Good morning, and welcome to the Essential California newsletter. It is Saturday, June 20.

Here’s a look at the top stories of the last week:

Deeper probes promised. The deaths of Robert Fuller in Palmdale and Malcolm Harsch in Victorville are gaining new attention, including from the FBI. Atty. Gen. Xavier Becerra is sending investigators to help probe Fuller’s death, and Harsch’s family said Friday he appeared to have died by suicide, after earlier saying that did not seem plausible. Both men were Black and were found hanging from trees.
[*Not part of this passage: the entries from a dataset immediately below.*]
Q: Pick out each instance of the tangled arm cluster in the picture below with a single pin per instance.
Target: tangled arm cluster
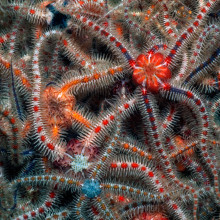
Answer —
(109, 109)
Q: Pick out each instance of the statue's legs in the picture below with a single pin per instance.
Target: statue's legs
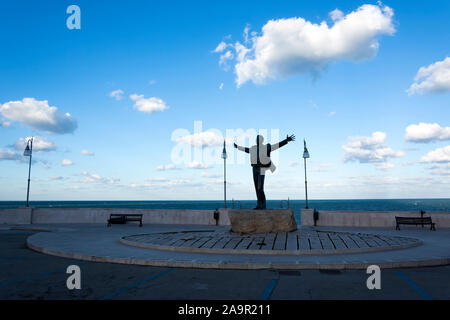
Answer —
(258, 180)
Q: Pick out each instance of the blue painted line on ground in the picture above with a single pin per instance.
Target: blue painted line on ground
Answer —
(269, 289)
(413, 285)
(38, 275)
(136, 284)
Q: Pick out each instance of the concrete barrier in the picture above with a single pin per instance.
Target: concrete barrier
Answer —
(368, 218)
(101, 215)
(16, 216)
(206, 217)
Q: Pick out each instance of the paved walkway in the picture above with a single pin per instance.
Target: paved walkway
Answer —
(102, 244)
(300, 242)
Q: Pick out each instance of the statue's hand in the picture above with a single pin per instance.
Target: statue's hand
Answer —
(290, 138)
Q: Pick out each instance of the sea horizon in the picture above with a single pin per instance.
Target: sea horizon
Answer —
(394, 204)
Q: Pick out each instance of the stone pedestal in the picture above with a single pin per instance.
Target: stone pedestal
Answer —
(262, 221)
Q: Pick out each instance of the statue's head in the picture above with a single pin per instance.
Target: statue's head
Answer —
(259, 139)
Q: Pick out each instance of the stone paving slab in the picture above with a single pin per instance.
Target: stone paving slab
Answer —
(282, 243)
(101, 244)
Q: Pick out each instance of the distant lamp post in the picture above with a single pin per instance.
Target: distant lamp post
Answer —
(28, 152)
(224, 157)
(305, 156)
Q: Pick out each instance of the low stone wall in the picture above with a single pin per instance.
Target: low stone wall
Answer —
(206, 217)
(101, 215)
(368, 218)
(15, 216)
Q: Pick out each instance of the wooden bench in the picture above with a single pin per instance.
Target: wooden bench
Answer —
(414, 221)
(115, 218)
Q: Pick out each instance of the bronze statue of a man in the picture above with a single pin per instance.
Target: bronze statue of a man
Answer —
(260, 161)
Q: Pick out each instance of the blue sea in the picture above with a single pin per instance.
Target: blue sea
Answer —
(428, 205)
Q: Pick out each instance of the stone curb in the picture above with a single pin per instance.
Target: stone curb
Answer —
(268, 252)
(297, 265)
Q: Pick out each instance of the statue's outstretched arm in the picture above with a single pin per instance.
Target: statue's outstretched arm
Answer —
(245, 149)
(283, 143)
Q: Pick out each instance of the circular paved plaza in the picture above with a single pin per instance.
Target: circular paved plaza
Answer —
(300, 242)
(187, 247)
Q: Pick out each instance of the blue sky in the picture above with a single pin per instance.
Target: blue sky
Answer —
(343, 87)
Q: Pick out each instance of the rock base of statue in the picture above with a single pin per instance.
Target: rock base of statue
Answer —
(262, 221)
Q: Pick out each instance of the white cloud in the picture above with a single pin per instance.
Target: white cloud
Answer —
(202, 139)
(220, 47)
(39, 144)
(117, 94)
(427, 132)
(5, 124)
(369, 149)
(166, 167)
(210, 175)
(198, 165)
(224, 58)
(440, 170)
(87, 153)
(66, 162)
(293, 46)
(9, 155)
(384, 166)
(336, 15)
(293, 163)
(438, 155)
(96, 178)
(434, 78)
(38, 115)
(56, 178)
(148, 105)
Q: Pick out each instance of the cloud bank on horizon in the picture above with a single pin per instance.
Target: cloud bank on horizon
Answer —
(294, 46)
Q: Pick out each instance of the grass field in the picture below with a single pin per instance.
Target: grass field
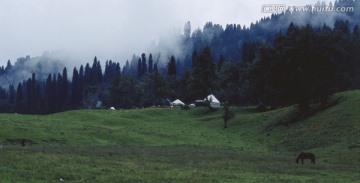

Fuller’s brother killed. Days after Fuller’s death and the announcement of an investigation, Fuller’s halfbrother, Terron Boone, was killed by Los Angeles County sheriff’s deputies in a shootout, leading to more questions.

The Antelope Valley’s dark past. The area that includes Palmdale and Lancaster has a significant Black population, but residents say racism runs deep. They describe troubling encounters, run-ins with skinheads and being pulled over by police without explanation so often that they avoid some roads.

The court says no. On Monday, the Supreme Court refused to hear the Trump administration’s challenge to a California “sanctuary” law, leaving intact rules that bar law enforcement officials from aiding federal agents in taking custody of immigrants.

The court says no, again. On Thursday, the Supreme Court rejected President Trump’s plan to repeal DACA. California is home to more DACA recipients than any other state. Some rejoiced at the news, but others were more cautiously optimistic.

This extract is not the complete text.